Whether you are a Christian youth leader for teens or you are having several of your teen's church friends over for a sleepover, Christian-themed games can keep the teens entertained and thinking about God. Come up with creative games that test their biblical knowledge, teach Christian lessons and gets the kids moving, laughing and having a good time in a safe and healthful manner.
Divide the kids into teams to play a variety of game shows with a biblical theme. For one game, have the host ask general Bible questions, which the teams must answer by hitting a buzzer. If the team that buzzes in first gets the answer correct, they get a point. If they get it incorrect, the other team has the opportunity to steal the point by answering correctly. For another game, make four of five categories of Christian topics, such as "Women of the Bible" and "The Gospels." For each category, create four or five questions, each with a different point value -- from 1 to 5 -- based on its difficulty level. In teams of two, the teens pick a category and the level of question they want. They must say "what is" or "who is" before stating their answer. Teams gain and lose points based on their correct or incorrect answers. The team with the most points after all questions have been answered wins.
Plan a scavenger hunt with a Christian theme. In teams of two, give the teens a list of items to look for related to stories in the Bible. For example, the list could include finding two of the same kind of stuffed animal to represent the animals in Noah's ark and three crosses to represent the crosses that Jesus and two others died on. Ensure that you have enough items for all of the teams to find everything on their list. For another type of scavenger hunt, you could have teens race to find specific Bible verses based on a list of clues. You might give a portion of a phrase for the clue, for example, and the teens must use their Bibles to find the exact verse. The first to find all the correct Bible verses wins.
Play simple games that illustrate the importance of trusting in God. One idea is to put the teens into pairs, with one teammate blindfolded. The teens who are not blindfolded must get their partners safely to a designated spot on the other side of the room without hitting anything or anyone else. All the teens go at the same time, so the blindfolded ones must try to listen specifically for their partner's voice. If someone hits an obstacle, he must start over. Afterward, talk to the kids about trusting and listening for God's voice above all others.

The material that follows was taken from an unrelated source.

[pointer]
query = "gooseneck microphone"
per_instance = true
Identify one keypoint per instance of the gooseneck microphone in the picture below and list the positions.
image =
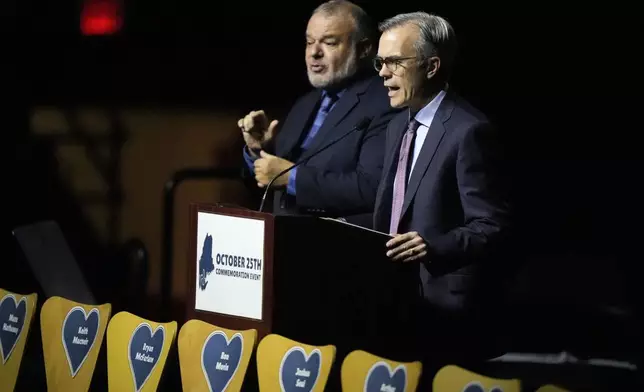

For another trust activity, have one teen stand on a stool or chair. The rest of the teens form a semicircle behind him with their hands outstretched to catch him. Each teen must say an encouraging word to the person on the chair, who then falls backward into the arms of his peers. The idea is to teach the kids that their Christian friends will support them.
Plan a indoor obstacle course in which the kids must answer biblical-based questions correctly along the way. Teams will go through the obstacle one and a time. The course can be set up with simple obstacles, depending on the space you have indoors, such as tables to crawl under and large cardboard boxes to crawl through. One team of two or three goes through the course at time. Between each obstacle on the course, have people set up to ask the teams a biblical question. The questions can be anything from how "how many books are in the Bible" to "How much money did Judas betray Jesus for?" Teams that give the wrong answer must remain in that spot for another 10 seconds before being able to move on. The team that completes the course in the least amount of time wins. You can keep the obstacle course in one spacious room, or, if you are in a house, plan the obstacle course through several rooms, and have the teens answer a question in each one.